High Life
Directed by Claire Denis
Main Slate
Many classic films set in outer space can be easily identified by their directors, who left an indelible stylistic mark on their work that has come to define or at the very least inform their careers. Stanley Kubrick made “2001: A Space Odyssey,” George Lucas helmed “Star Wars,” Ridley Scott guided “Alien,” and James Cameron steered “Aliens.” More recently, established filmmakers not known for science fiction or extraterrestrial efforts have traveled to cinematic space, with Alfonso Cuaron as one prominent example taking home an Oscar for “Gravity.” Now, a director whose previous work has definitely been set firmly on Earth is traveling to new heights for an inarguably unique vision of what space could look like through her eyes.
Monte (Robert Pattinson) is a death row inmate who has accepted an innovative sentence, going into space to try to harness the power of a black hole. Aboard his quiet ship, he spends his days working on repairs and taking care of a baby before submitting nightly reports to refresh his life support. Through flashbacks, the full picture of his mission is revealed, with a convicted doctor (Juliette Binoche) conducting a side project of attempting to impregnate the female prisoners. Trapped together in a small space with no knowledge of if they’ll ever make it home, the group of violent criminals predictably begins to experience cabin fever before all hell breaks loose.
Listed on IMDB under adventure/drama/horror, this film is probably best described as a science-fiction psychological thriller. It appears to take some inspiration from the template of “Alien,” with internal strife and discord serving as just as much a catalyst for the doom as the very threatening possibility of death whenever a black hole nears.
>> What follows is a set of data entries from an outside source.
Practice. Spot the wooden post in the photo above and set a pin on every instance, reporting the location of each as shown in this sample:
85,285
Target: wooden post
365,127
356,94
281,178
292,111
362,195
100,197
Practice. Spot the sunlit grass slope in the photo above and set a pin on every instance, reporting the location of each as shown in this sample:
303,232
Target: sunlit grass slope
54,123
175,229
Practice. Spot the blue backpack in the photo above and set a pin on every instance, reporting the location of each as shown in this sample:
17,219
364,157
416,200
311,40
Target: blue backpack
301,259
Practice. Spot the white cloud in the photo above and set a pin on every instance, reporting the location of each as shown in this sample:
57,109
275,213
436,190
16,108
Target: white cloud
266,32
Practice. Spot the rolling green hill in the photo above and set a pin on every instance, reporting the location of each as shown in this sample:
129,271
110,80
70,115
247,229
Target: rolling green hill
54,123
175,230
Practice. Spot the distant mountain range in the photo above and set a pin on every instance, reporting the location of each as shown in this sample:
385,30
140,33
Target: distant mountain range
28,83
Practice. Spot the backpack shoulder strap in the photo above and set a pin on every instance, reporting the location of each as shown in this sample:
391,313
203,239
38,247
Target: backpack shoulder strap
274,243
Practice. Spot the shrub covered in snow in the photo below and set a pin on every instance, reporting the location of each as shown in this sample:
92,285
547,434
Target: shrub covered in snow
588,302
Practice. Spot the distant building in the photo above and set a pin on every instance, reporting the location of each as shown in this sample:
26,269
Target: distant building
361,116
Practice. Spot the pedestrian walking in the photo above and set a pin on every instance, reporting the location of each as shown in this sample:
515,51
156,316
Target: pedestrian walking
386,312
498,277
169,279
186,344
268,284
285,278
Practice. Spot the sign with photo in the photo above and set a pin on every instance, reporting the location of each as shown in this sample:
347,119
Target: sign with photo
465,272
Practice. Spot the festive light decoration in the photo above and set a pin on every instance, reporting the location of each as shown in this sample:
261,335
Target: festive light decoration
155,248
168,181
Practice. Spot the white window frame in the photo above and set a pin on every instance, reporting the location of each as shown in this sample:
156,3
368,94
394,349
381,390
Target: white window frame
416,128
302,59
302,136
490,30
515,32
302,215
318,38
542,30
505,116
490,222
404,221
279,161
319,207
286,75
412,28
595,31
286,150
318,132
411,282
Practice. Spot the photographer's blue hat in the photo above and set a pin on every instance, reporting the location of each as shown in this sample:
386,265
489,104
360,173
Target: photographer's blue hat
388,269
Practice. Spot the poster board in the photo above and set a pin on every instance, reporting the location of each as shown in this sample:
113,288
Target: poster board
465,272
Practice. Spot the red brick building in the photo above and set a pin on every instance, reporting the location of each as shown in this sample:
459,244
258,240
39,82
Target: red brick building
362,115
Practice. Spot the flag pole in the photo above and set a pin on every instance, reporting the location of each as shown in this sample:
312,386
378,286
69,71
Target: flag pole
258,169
Starting with Monte operating the ship by himself while tending to an inexplicably present infant only increases the melancholy, draining feeling that this trip has gone horribly wrong. No fate that can befall the passengers of this ship will be good, but watching as past and present play out simultaneously is a tense and troubling experience.
Denis, whose extraordinarily different “Let the Sun Shine In” screened at last year’s New York Film Festival, makes a recognizable imprint on this film, focusing most on the characters and their coming undone. She also says that there is no way that people in could speak French, her straightforward explanation for why the film is in English rather than her native language. The presence of a “sex room” aboard the ship designed to help the prisoners alleviate some of their tension is a very peculiar addition that doesn’t feel as strange as it should thanks to Denis’ incorporation of it, and Binoche in particular helps to normalize it with her magnetic and haunting performance. Pattinson, who has transformed himself into a more serious actor over the past few years following an early tween “Twilight” craze, serves as a stable lead, one who anchors a story far out of Monte’s control with a frank acceptance of his situation. This film unapologetically frames and follows its own narrative to great effect, on its own individual, unsettling course the whole time.